3.) Get your sounds right when recording. Never, ever, ever, fall back on the idea that you can fix something that sounds like shit later during the mix. I used to just throw up a few mics where they looked good on the drumkit, and then wonder why the hell my drums took a goddamn eon to get to “barely tolerable” during mix, and never made it to “good.” There were lots of reasons for that, actually (crappy mics, lousy preamps, gruesome monitoring situation, plus I didn’t know what to listen for), but the first one was that I didn’t take care to get good sounds to begin with.
3a.) Put new strings on your guitar before doing any serious recording. If you don’t, you will never forgive yourself for that dull, lifeless sound later, and there’s no good way to fix it.
3b.) That goes triple for bass, or maybe more.

4.) Recording the band performing together has way more mojo to it than doing it piecemeal, even with the inevitable mistakes. That being said, it’s not always practical.
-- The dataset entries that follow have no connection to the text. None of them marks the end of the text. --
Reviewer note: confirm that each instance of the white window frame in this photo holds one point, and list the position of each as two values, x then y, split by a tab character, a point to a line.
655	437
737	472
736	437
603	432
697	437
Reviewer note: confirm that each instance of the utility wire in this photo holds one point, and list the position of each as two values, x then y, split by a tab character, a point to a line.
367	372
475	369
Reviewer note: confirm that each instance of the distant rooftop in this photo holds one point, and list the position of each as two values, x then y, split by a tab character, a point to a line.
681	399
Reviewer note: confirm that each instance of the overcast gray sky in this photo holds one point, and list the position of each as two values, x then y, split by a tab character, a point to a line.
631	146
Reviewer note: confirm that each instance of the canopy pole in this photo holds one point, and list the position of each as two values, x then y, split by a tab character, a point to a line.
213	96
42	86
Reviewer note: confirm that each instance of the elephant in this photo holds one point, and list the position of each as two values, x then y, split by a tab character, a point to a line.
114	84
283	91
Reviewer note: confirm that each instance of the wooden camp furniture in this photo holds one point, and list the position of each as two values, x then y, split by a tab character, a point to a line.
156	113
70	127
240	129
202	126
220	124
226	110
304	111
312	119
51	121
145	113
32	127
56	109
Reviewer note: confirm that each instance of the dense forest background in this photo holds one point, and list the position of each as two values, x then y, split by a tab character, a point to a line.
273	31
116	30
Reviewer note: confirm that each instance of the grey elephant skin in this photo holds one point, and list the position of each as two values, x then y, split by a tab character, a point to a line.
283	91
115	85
5.) When you’re done recording, STOP RECORDING. It’s tempting to go back and endlessly re-record, striving for some unattainable goal of perfection, but a) you never get there, b) you learn more by finishing something and moving on to the next thing than you do by re-taking the guitar part sixty-five times over the course of two years, and c) you take all the spontaneity out in the name of clinical perfection.